Here’s a little physics puzzle to while away some time.
A car takes a trip along a straight road. For the first hour, it travels at 60 mph. Without turning, it travels at 30 mph for the next hour.
1. What is the average speed of the car?
2. For a cop standing at an unknown spot on the road, what is the expected value of the car’s speed?
There’s no tricks here, it’s just simple math. Hint: the answers to the two questions is different.
The way i see it :-
car does 90 miles in 2 hours. Therefore average speed is 45mph
Don’t understand the question !
I guess the cop would expect the car to be driving at or within the posted speed limit.
What speed can a cop expect to see the car passing them by at?
never mind
The car will have covered twice as much distance in the first hour as it did in the second. So for a cop at a random spot there’s a 2/3 chance the car will be going 60.
Expected value - I’m winging the calculation here, but is it (60 x 2) + (30 x 1) = 150, and 150/3 = 50mph? Or is this nonsense?
That is exactly right.
I concur with @pjd for the first question, and @gyrate for the second, assuming that “expected speed” is referring to a mean, not a mode or median.
I would think the median and mode would also be the same, given a reasonable reading of the problem, which I take to be “for a cop likely to be standing at any point along the route with equal probability”.
Though, sure, I would say it is a mild weakness in the problem statement that it is necessary for the reader to make such an assumption rather than have it explicitly stated.
I don’t think that’s right.
There is an arbitrary number of spaces that the cop could be standing on the road. On 2/3 of them, the driver is going at 60 mph, and at 1/3, the driver is going at 30 mph. If you list each of those spaces as a separate instance, the most common speed value, the mode, is 60 mph. If you list them in order from lowest to highest, the middle value, the median, is also 60 mph.
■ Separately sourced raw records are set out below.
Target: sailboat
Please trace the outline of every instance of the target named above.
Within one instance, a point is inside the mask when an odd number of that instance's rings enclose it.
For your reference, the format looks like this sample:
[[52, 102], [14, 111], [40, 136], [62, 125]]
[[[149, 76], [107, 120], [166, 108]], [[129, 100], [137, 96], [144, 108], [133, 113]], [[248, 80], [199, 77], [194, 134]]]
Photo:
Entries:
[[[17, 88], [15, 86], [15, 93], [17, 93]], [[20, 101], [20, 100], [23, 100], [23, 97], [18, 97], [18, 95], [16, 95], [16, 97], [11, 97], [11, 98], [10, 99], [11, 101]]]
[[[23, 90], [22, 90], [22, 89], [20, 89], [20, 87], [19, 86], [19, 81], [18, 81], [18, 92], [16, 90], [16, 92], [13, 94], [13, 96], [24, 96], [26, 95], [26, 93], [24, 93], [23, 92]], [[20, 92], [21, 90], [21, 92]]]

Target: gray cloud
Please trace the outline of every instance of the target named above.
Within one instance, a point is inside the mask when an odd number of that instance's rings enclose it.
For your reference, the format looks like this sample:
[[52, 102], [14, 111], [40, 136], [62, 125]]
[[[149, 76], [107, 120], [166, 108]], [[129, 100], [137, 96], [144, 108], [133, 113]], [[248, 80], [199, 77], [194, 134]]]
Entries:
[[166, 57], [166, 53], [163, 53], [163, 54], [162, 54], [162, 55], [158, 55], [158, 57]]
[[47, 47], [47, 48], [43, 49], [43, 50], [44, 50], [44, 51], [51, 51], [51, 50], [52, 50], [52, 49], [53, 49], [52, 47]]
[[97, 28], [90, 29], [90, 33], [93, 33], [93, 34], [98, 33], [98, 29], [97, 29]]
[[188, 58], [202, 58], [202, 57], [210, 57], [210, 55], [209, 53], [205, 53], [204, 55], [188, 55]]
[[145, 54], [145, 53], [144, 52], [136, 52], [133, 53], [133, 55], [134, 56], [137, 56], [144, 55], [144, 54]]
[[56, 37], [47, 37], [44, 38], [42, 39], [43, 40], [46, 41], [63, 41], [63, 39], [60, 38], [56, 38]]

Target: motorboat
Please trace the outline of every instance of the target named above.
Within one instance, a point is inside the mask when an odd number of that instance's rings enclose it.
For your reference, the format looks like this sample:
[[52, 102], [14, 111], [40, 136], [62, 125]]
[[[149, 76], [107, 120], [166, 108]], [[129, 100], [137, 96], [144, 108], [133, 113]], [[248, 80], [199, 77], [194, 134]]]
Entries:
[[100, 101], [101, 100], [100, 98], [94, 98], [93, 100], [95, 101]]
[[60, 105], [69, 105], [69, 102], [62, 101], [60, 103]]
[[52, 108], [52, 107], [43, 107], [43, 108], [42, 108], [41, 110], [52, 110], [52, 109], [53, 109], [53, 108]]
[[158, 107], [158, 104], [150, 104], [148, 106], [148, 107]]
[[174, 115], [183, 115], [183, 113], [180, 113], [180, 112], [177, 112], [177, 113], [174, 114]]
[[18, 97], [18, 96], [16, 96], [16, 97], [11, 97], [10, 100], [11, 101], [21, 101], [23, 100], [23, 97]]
Sorry, that was unclear. I meant I expect the median and mode to be the same. You’re right the mean is different.
Oh, gotcha–I see! Yeah, we agree.
Yay! I mathed right!
What does ‘expected value’ mean here? How is he measuring the speed?
Expected value is another way to say the average value.
Doesn’t matter how the speed is measured, assume perfect enough.
If the cop times the value from the start to the end then 45MPH is the expected value. Otherwise it’s anywhere between the maximum reverse speed and the maximum forward speed the car is capable of travelling.
ETA: You did specify the operating speed of the car for each mile so unless the cop measures a time span that crosses the midpoint then it’s either 30MPH or 60MPH. If the time span measured crosses the midpoint it’s somewhere between 30MPH and 60MPH. The question also assumes the car can immediately deaccelerate from 60MPH to 30MPH at the midpoint.
Well, the average speed was asked for in part 1 and it’s 45 mph.
That’s the average speed of the car over the entire trip. The average speed of the car as it passes the cop is different.
[pedant] No, the expected value of the speed of the car as it passes the cop is different.[/pedant]
Yep, there’s lots of quibbles that can be made. Feel free to do the math for whatever assumptions you’d like to use.
Nope. Weighted average. That’s why it is not equal to the mean.
E(x) = Σ[xi X p(xi)]
Also, it is an error to say the average. There are many averages
arithmetic mean
geometric mean
quadratic mean
Heronean mean
median
midrange
etc.
I’ll also point out for those discussing the mode - mode is not an average. Not sure if people were using it in that way.